Dear Parish Faithful,
I would like to continue with a few more passages from C.S. Lewis' The Screwtape Letters. If you recall, Screwtape is advising a younger, inexperienced demon on how to subvert the newfound faith of a young Englishman (called "the patient" by Screwtape). The deeper purpose is to destroy the soul of this young man so that he will be condemned to an eternal existence with "Our Father Below." One of the opening letters reveals some general strategies on how to distract a new churchgoer with the flaws and unappealing habits of his fellow-worshippers. This will keep his mind away from "the one thing needful:"
",,, When he gets to his pew and looks round him he sees just that selection of his neighbours whom he has hitherto avoided. You want him to lean pretty heavily on those neighbours.
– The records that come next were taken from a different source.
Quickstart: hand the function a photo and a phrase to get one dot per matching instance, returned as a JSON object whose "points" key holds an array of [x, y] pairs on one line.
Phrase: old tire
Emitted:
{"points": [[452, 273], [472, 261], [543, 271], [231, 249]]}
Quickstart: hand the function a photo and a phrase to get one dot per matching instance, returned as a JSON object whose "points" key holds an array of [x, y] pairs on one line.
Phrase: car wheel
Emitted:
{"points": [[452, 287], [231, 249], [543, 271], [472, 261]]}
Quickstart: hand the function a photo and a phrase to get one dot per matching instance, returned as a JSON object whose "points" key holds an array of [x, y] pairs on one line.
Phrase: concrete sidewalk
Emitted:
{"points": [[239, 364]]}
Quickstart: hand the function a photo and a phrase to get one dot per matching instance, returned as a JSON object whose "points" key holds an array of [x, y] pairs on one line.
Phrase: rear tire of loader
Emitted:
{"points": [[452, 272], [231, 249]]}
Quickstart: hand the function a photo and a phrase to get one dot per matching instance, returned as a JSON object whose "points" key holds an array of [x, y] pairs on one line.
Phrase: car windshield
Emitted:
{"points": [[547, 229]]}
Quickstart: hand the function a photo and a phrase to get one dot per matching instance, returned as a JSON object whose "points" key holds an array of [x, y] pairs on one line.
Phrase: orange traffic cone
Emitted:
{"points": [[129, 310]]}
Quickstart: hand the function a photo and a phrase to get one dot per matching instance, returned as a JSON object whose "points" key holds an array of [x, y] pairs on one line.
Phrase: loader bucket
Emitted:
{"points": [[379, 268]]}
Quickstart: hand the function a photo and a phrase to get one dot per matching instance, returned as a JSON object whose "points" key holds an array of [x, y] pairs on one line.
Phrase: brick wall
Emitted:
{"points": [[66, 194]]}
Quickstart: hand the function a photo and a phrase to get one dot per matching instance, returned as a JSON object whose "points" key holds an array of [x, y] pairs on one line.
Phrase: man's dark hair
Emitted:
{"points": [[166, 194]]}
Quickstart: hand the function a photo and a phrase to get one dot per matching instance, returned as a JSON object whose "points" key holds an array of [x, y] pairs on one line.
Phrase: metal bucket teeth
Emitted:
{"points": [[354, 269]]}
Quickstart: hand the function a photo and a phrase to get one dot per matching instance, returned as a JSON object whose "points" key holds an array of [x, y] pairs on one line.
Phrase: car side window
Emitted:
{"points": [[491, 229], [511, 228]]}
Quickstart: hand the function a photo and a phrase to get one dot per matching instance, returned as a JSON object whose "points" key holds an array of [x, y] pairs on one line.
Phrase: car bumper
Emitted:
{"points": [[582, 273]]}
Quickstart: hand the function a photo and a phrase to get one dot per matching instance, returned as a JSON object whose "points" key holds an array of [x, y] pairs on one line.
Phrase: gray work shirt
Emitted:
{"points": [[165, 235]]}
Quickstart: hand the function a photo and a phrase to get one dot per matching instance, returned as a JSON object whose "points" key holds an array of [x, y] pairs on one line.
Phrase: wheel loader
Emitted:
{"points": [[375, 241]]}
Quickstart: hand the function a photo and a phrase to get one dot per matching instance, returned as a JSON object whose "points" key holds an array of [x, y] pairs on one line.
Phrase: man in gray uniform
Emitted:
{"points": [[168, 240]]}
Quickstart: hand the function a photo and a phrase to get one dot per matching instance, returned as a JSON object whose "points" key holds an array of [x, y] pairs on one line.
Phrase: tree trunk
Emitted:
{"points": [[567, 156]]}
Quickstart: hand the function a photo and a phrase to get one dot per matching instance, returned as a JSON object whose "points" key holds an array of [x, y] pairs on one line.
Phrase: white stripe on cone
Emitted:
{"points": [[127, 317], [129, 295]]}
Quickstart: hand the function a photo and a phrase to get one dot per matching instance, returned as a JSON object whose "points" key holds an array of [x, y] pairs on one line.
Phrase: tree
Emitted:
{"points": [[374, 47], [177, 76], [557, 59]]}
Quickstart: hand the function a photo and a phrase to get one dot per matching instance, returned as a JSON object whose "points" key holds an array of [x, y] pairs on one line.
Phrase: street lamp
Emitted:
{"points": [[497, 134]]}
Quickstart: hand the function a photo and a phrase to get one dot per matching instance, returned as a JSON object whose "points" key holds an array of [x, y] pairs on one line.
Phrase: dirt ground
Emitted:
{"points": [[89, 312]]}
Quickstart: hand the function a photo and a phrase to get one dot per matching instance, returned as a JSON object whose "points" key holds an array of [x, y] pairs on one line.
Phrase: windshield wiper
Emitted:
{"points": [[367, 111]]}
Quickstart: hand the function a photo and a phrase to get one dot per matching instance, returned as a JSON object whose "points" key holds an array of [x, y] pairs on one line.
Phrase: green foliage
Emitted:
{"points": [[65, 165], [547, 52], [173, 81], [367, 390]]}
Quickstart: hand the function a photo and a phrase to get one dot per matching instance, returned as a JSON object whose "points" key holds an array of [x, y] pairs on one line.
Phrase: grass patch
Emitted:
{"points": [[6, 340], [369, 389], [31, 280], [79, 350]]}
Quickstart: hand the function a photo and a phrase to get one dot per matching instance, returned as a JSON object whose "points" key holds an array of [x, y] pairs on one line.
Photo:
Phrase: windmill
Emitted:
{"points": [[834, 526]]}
Make his mind flit to and fro between an expression like 'the body of Christ' and the actual faces in the next pew. ... Provided that any of those neighbours sing out of tune, or have boots that squeak, or double chins, or odd clothes, the patient will quite easily believe that their religion must therefore be somehow ridiculous.
Work hard, then, on the disappointment or anticlimax which is certainly coming to the patient during his first few weeks as a churchman. The Enemy allows this disappointment to occur on the threshold of every human endeavour. It occurs when the boy who has been enchanted in the nursery by Stories from the Odyssey buckles down to really learning Greek. It occurs when lovers have got married and begin the real task of learning to live together. In every department of life it marks the transition from dreaming aspiration to laborious doing. The Enemy takes this risk because He has a curious fantasy of making all these disgusting little human vermin into what He calls His 'free' lovers and servants - 'sons' is the word He uses, with His inveterate love of degrading the whole spiritual world by unnatural liaisons with the two-legged animals. He therefore refuses to carry them, by their mere affections and habits, to any of the goals which He sets before them. He leaves them to 'do it on their own.' And there lies the opportunity. But also, remember, there lies our danger. If once they get through this initial dryness successfully, they become much less dependent on emotion and therefore much harder to tempt.
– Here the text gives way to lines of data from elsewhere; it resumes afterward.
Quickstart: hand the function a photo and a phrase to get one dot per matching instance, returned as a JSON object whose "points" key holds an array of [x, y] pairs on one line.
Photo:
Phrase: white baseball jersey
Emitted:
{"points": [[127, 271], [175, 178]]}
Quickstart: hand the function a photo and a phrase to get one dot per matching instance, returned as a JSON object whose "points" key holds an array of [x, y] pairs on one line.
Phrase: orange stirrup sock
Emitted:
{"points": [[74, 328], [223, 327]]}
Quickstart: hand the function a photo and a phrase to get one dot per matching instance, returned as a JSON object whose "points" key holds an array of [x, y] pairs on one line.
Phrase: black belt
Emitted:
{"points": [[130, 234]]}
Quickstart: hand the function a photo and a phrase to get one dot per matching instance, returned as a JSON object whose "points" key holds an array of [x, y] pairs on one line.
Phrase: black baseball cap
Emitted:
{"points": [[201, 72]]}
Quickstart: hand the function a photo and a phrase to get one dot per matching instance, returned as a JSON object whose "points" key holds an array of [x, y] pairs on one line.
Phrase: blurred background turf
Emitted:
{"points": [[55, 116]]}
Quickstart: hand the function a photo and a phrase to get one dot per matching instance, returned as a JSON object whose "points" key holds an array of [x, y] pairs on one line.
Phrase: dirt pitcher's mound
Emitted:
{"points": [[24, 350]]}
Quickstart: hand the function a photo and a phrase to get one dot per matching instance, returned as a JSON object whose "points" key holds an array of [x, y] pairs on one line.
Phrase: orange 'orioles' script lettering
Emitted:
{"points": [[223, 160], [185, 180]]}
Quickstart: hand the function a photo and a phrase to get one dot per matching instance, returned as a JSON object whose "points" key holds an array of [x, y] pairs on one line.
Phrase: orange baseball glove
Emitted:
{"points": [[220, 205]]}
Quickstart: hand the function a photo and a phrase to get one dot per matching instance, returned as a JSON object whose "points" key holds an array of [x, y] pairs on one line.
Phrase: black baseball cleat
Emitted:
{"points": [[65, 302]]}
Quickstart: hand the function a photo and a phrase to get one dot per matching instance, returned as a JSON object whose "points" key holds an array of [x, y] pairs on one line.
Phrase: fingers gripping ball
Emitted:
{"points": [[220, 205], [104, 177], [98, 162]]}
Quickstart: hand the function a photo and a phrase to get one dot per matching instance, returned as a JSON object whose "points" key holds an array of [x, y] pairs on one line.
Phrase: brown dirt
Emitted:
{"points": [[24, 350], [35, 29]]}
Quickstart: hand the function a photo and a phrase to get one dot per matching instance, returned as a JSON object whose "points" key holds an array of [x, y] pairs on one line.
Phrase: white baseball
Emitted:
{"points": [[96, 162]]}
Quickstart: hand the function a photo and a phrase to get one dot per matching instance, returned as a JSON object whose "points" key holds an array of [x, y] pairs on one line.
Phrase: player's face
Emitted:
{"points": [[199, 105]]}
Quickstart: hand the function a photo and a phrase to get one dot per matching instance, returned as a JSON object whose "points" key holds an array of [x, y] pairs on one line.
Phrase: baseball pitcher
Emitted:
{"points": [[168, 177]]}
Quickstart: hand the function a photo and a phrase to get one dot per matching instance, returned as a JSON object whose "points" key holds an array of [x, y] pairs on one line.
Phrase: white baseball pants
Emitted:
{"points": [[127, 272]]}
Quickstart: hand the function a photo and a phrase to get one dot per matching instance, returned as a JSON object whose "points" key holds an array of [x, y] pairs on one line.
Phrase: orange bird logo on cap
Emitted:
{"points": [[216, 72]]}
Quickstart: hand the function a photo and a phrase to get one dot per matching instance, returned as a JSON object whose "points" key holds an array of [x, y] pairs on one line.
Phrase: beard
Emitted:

I have been writing hitherto on the assumption that the people in the next pew afford no rational ground for disappointment. Of course if they do - if the patient knows that the woman with the absurd hat is a fanatical bridge-player or the man with the squeaky boots a miser and an extortioner - then your task is so much the easier. All you then have to do is to keep out of his mind the question 'If I, being what I am, can consider that I am in some sense a Christian, why should the different vices of those people in the next pew prove that their religion is mere hypocrisy and convention?' You may ask whether it is possible to keep such obvious thoughts from occurring even to a human mind. It is, Wormwood, it is! Handle him properly and it simply won't come into his head. He has not been anything like long enough with the Enemy to have any real humility yet. What he says, even on his knees, about his own sinfulness is all parrot talk. At bottom, he still believes he has run up a very favorable credit-balance in the Enemy's ledger by allowing himself to be converted, and thinks that he is showing great humility and condescension in going to church with these 'smug,' commonplace neighbours at all. Keep him in that state of mind as long as you can."
Your affectionate uncle
Does anything sound familiar? St. Paul assures us that if we know the mind of Satan, we can combat him effectively.